SNSを通して、LGBTの当事者とつながり、当事者と会う機会が増えていった。
「当事者と会うことで、めっちゃ楽になりました」
「同じようなことに悩んでいる人がいると知って共感したし、初めて『同性感』を持てたんです」
「それまでは、男友だち、女友だち、どちらにもついていけない、わからない部分があるような感じでした」
「男性についていけないって思ったのは、特に性の話題で、やっぱり身体が違うからわからないことがあるな、って」
「FTMの友だちと一緒にいるときにだけ、『ああ、同性だ』と思えました」
「予感はしていたけど」と母親
大学1年の9月、親にカミングアウトすることにした。
母親の誕生日の夜、便せん4枚分の手紙を書いた。
前半の2枚は母親への感謝のおもいを。
後半2枚で自分がトランスジェンダーであること、治療したいことなど、あふれる言葉を振り絞った。
翌日、鏡台に手紙を置いて、授業へ出かけた。
「母は手紙を読んだら、きっとメールしてくるだろうなとわかっていたので、授業中、何度も携帯を手にとってチラチラ見てました」
「2限目が終わってやっと携帯を見たら、案の定、母からメールが入ってました」
携帯を開くと「見たよ。何となく予感はしていたけど、まだ心の準備ができていないので最後まで読めません」と続いていた。
ひとまずは安心した。
しかし、母親が勤め先から帰って来て「治療すれば治るんじゃない?」と、話しかけてきた。
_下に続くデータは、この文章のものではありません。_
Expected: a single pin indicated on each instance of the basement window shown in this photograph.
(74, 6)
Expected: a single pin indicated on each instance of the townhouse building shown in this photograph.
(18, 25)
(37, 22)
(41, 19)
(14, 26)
「手紙を書くときは、母親だからわかってくれるだろう、という期待がちょっとあったんですけど、でも、いや、そんなもんじゃない、って思いました」
ただ、強く否定されることはなかったので良かったと思う。
「お父さんにはまだ、話さないでおこう」と約束した。
父親にカミングアウトしたのは、アメリカ留学が終わって1年後のことだった。
「誕生日に父から『おめでとう』のメッセージが来たので、その返信でカミングアウトしました」
返事を書くのにはいろいろと迷った。
2日後、ようやく返信して自分がトランスジェンダーであることを伝えた。
「父は『お前が治療したいなら、やっていこう』と、返事してくれました」
その後、父とセクシュアリティについて会話をしたことはほとんどないが、現在は両親とも治療や今後の生き方について、理解を示している。
「『好きにしなさい』って、背中を押してくれます」
09米国で見たプライドパレードに大感激!
LGBTの祭典に驚き
大学1年の2月から、アメリカに語学留学した。
オレゴン州にある大学で10カ月間、寮生活を過ごす間、衝撃的なイベントに立ち会った。
サンフランシスコで行われたプライドパレードだ。
LGBT当事者を中心に、支援者たちが道にあふれて行進する。
「めっちゃ大規模な集まりで、有名な大企業が賛同していたのにも驚きました」
「同性同士で結婚したことをアピールする人がいたり、それを祝福する雄叫びが沿道から湧き上がったりで、最高に盛り上がって」
「日本もこうあるべきだ、と思いました」
当時は、日本でも同じようなパレードがあるとは知らなかった。
「こういう空間があるんだって新鮮だったし、日本でもやりたいという思いが、じわじわこみ上げてきました」
帰国後、支援団体に参加
日本に戻ってきて、LGBTを支援する団体があることを知った。
ゴールデンウィークに開催していたイベントに行き、代表者に直接「自分も参加したい」と告げる。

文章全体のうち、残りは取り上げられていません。